On offense, Chow scrapped the wide-open run-and-shoot attack, which Hawaii had employed for more than a decade, in favor of the more conventional pro-set. Karl Kawachi, a die-hard fan who’s been following the program since the early 1970s, says: “We just didn’t have the horses. Until last year, we’ve been using smaller, quicker players who were suited for the run-and-shoot offensive system. It’s much more difficult to go from that system to a more traditional, power-style football.” Adds season ticket holder Sean Eyman, who’s been attending UH football games since 1980, “It was like trying to put square pegs into round holes.”
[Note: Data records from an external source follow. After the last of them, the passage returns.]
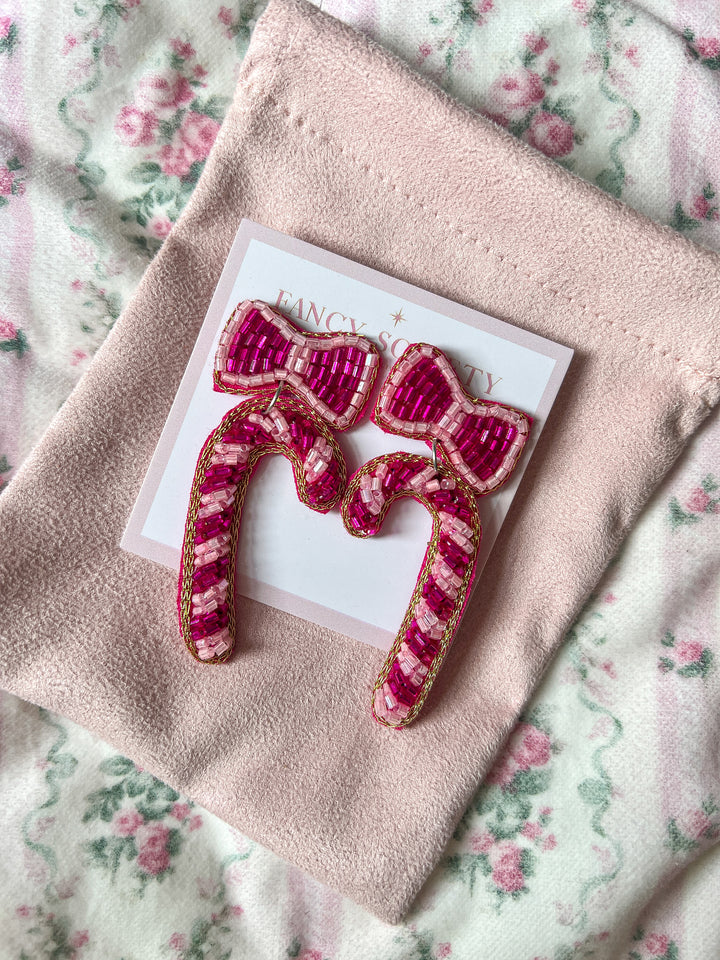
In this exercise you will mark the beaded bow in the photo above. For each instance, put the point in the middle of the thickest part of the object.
(327, 378)
(424, 399)
(332, 373)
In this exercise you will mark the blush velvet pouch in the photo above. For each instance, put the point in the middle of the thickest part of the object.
(334, 141)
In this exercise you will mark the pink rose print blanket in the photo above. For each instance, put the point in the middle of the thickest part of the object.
(595, 834)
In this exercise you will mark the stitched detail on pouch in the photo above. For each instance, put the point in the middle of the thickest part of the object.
(301, 124)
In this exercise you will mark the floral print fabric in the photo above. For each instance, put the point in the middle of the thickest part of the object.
(581, 840)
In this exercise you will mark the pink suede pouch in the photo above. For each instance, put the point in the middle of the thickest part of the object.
(334, 141)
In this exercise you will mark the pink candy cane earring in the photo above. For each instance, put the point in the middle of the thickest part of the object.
(480, 444)
(304, 385)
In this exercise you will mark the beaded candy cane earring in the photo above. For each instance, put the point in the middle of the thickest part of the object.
(480, 445)
(304, 384)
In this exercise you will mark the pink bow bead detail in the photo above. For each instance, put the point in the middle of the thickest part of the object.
(333, 373)
(423, 398)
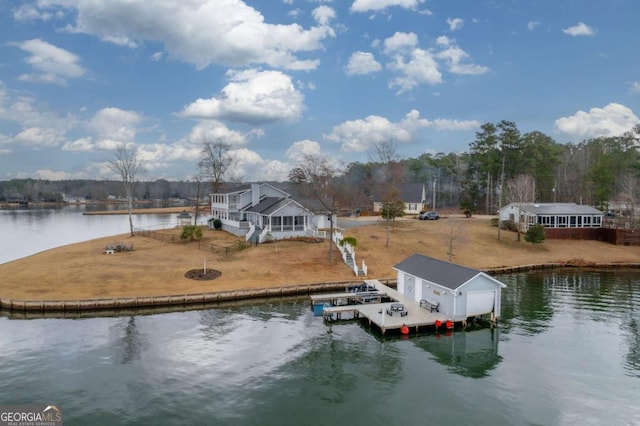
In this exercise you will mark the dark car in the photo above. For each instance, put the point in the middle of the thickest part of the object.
(429, 216)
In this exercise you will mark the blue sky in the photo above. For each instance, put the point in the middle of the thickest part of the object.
(280, 79)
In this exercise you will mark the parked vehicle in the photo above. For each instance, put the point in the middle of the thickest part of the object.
(429, 216)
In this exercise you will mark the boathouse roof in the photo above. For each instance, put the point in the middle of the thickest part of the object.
(445, 274)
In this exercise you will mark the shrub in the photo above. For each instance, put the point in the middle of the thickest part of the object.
(535, 234)
(191, 232)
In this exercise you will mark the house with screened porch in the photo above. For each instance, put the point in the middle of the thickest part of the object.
(261, 211)
(552, 215)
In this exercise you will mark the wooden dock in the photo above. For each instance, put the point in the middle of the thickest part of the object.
(376, 313)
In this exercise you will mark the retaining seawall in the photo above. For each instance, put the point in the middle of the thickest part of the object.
(167, 303)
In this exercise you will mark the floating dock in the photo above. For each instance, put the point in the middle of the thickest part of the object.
(340, 306)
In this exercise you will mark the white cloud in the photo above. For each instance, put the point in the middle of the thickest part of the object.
(299, 150)
(634, 86)
(211, 131)
(29, 12)
(157, 56)
(376, 5)
(455, 23)
(581, 29)
(323, 15)
(39, 137)
(199, 32)
(416, 68)
(414, 65)
(453, 55)
(612, 120)
(52, 64)
(26, 113)
(400, 42)
(532, 25)
(363, 134)
(79, 145)
(443, 41)
(252, 97)
(362, 63)
(114, 127)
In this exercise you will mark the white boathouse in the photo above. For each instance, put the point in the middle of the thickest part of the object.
(454, 291)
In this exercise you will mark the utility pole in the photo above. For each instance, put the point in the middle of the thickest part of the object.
(500, 196)
(435, 180)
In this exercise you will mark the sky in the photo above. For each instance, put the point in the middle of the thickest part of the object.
(277, 80)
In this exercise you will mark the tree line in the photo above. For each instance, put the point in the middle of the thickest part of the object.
(501, 165)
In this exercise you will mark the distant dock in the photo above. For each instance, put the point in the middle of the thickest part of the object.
(344, 306)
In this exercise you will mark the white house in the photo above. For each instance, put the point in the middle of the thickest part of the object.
(458, 292)
(552, 215)
(260, 211)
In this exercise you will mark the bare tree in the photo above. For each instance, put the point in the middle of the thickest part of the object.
(216, 162)
(520, 190)
(454, 235)
(392, 207)
(630, 186)
(126, 164)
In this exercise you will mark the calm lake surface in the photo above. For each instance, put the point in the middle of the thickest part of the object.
(566, 351)
(29, 231)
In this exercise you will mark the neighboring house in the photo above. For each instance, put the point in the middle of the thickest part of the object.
(457, 291)
(552, 215)
(260, 211)
(412, 194)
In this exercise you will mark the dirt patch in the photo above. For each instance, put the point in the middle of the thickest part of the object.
(202, 275)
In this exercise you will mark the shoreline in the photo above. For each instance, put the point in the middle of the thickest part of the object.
(171, 303)
(81, 277)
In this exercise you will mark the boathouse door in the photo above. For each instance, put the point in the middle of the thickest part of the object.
(410, 286)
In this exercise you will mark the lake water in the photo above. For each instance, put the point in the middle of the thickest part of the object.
(566, 351)
(29, 231)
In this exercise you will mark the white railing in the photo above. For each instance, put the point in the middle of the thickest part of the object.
(345, 249)
(248, 235)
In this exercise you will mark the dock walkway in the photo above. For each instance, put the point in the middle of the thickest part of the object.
(376, 313)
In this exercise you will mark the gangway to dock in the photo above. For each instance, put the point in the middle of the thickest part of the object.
(376, 313)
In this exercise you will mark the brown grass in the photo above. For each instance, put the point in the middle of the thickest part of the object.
(83, 271)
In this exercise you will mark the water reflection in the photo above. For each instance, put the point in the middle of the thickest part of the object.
(469, 353)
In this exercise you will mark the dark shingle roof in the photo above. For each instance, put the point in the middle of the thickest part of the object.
(408, 192)
(268, 205)
(437, 271)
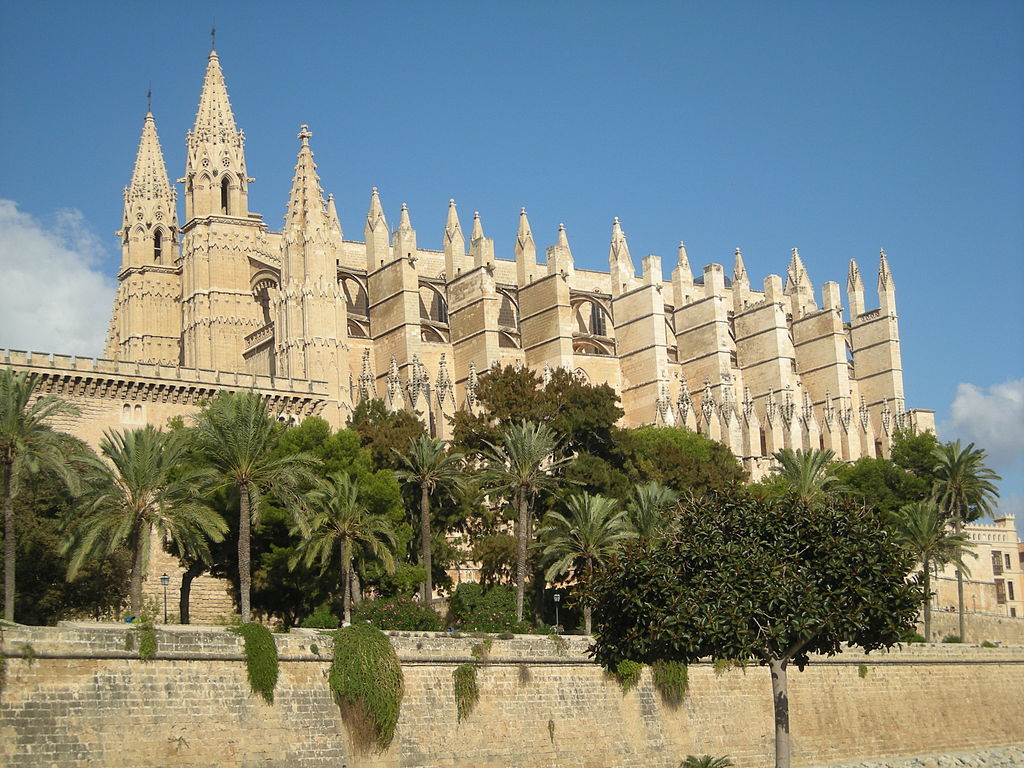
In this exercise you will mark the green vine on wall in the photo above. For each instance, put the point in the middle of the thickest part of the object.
(261, 658)
(671, 680)
(367, 682)
(466, 691)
Saddled with injuries and inconsistent play, the new offense sputtered, posting just 21.2 points a game—placing last in the Mountain West Conference and 100th among the 120 NCAA Division I Football Bowl Subdivision schools. Still, Chow refused to switch up his strategy. “What made me mad was the game against BYU,” recalls Eyman. “In the fourth quarter, when we were down 40 points, we kept running the ball straight into the pile. It looked like Chow had given up, that he wasn’t even trying to score.” The Rainbow Warriors had 398 pass attempts in 2012, down from 598 the previous year. “It seemed Chow was stuck in ‘My way, my way, my way,’” says Eyman. “Well, it was pretty clear that his way wasn’t working until the end of the season, when he started to open the offense up.”
The Rainbow Warriors stumbled to a 3-9 record in 2012, including a woeful 1-7 in its Mountain West Conference debut. At one point, the team endured an eight-game losing streak, including lopsided losses to arch-rivals Nevada (69-24), Brigham Young (47-0), Fresno State (45-10) and Boise State (49-14).
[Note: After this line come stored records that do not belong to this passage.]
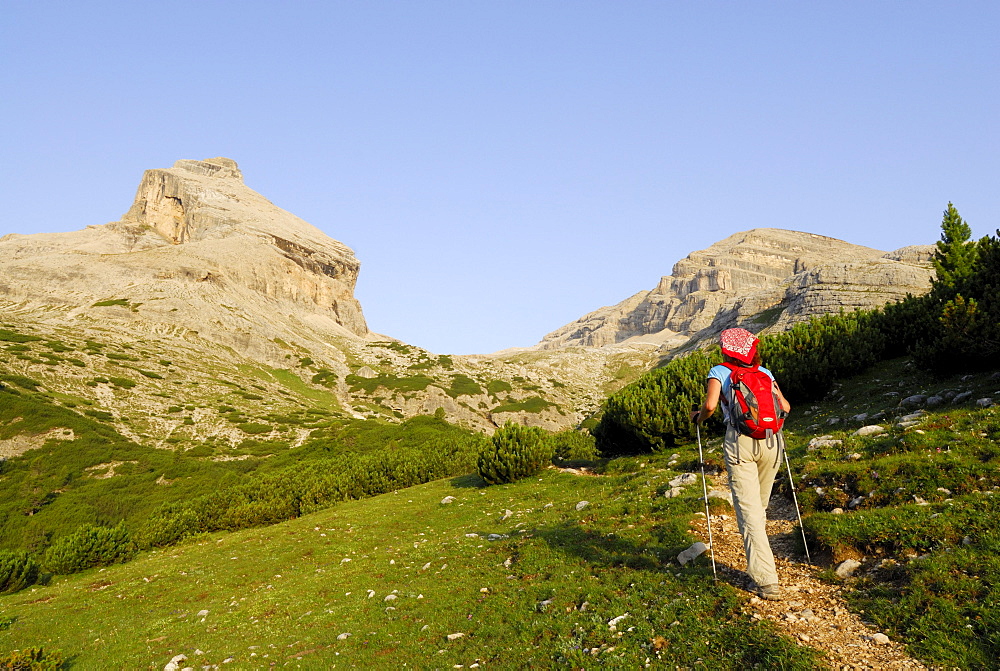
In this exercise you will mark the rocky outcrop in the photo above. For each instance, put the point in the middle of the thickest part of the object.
(760, 278)
(197, 251)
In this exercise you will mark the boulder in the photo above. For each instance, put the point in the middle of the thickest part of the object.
(847, 568)
(914, 401)
(684, 556)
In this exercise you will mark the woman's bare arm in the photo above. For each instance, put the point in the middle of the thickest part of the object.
(711, 401)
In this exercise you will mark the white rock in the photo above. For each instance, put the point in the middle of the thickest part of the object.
(723, 494)
(823, 441)
(847, 568)
(684, 556)
(684, 480)
(613, 622)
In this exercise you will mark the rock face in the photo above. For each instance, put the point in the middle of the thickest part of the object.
(223, 316)
(759, 279)
(198, 250)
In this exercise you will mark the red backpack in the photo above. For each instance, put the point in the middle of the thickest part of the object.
(754, 407)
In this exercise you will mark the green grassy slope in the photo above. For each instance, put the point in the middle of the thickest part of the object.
(541, 594)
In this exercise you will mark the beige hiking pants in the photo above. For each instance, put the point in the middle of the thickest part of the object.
(752, 465)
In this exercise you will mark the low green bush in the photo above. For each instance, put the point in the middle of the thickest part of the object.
(89, 546)
(514, 452)
(32, 659)
(574, 445)
(310, 484)
(17, 571)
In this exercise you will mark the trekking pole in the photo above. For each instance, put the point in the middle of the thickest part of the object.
(798, 513)
(708, 515)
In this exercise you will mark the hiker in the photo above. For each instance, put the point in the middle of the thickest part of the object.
(752, 464)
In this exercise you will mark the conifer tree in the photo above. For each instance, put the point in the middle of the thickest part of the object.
(956, 254)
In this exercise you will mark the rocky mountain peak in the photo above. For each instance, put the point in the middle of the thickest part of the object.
(761, 278)
(195, 240)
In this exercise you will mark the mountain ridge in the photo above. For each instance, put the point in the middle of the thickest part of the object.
(737, 279)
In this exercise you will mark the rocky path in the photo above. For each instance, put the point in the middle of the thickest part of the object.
(813, 612)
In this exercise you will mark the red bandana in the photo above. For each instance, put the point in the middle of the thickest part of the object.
(739, 344)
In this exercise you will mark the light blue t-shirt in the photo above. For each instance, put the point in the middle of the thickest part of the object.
(723, 374)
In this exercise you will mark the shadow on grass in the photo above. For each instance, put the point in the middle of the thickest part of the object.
(471, 481)
(611, 551)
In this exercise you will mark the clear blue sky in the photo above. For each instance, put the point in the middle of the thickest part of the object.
(501, 168)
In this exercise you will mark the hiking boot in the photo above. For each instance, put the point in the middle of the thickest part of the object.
(769, 592)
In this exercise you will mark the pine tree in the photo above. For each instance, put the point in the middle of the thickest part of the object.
(956, 255)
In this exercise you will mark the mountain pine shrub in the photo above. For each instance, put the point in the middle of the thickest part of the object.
(32, 659)
(514, 452)
(90, 546)
(573, 445)
(18, 570)
(654, 412)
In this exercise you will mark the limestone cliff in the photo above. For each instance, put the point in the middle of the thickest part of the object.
(760, 278)
(198, 251)
(206, 296)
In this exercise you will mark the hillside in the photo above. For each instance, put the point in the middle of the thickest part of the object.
(558, 582)
(205, 288)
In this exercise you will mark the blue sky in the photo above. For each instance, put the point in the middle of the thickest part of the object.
(501, 168)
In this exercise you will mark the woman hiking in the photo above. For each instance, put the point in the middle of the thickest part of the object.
(751, 463)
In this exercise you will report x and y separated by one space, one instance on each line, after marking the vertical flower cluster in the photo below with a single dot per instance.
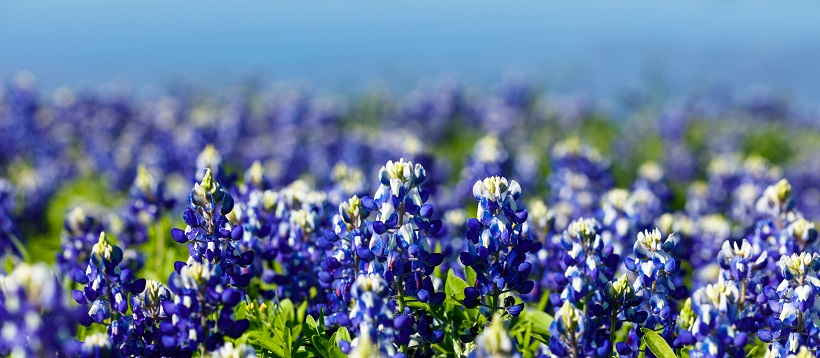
107 287
498 247
782 231
399 248
201 313
589 265
208 234
139 333
579 177
489 158
36 319
298 226
373 315
795 305
656 284
347 245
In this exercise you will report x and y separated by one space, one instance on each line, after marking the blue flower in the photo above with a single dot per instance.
497 247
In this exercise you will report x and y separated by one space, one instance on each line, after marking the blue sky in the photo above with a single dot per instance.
597 46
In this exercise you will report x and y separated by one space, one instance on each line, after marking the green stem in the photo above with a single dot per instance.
612 323
160 260
496 298
19 245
John Veneri, a former UH player who played on the 1992 Holiday Bowl championship team, sees a method to the madness. “You have to understand that, to a degree, Coach Chow adapted his offense to the players he had,” explains Veneri, who now provides analysis for Rainbow Warrior games on ESPN 1420. “He had an offensive line that really struggled, and you had a quarterback (Sean Schroeder) who was getting pounded every game. So running the ball so much may have been boring, but it probably saved the quarterback’s life.” Eyman nods in agreement. “I’ve seen pinatas take less of a beating than Schroeder did,” he says, wincing at the thought.
“We have a reason for doing the things we do,” says Chow. “My job as a coach is to put our players in a position to be successful. If that means running the ball, we’re going to run. If it means throwing, we’re going to throw. We’re trying to win football games. I can’t help what other people say or think.”
Any coach in his first season gets a pass. But it only lasts a certain amount of time. “Ten years ago, a head coach would probably get three to five years to get his system in place,” says Veneri. “These days, it’s probably only two years. Considering how much coaches are getting paid now, and how competitive college football has become, fans are a little less forgiving. I think Hawaii fans are willing to give Norm Chow a little more leniency because, one, he’s a local boy who’s returned home, and, two, he’s had to deal with so many changes within the program.”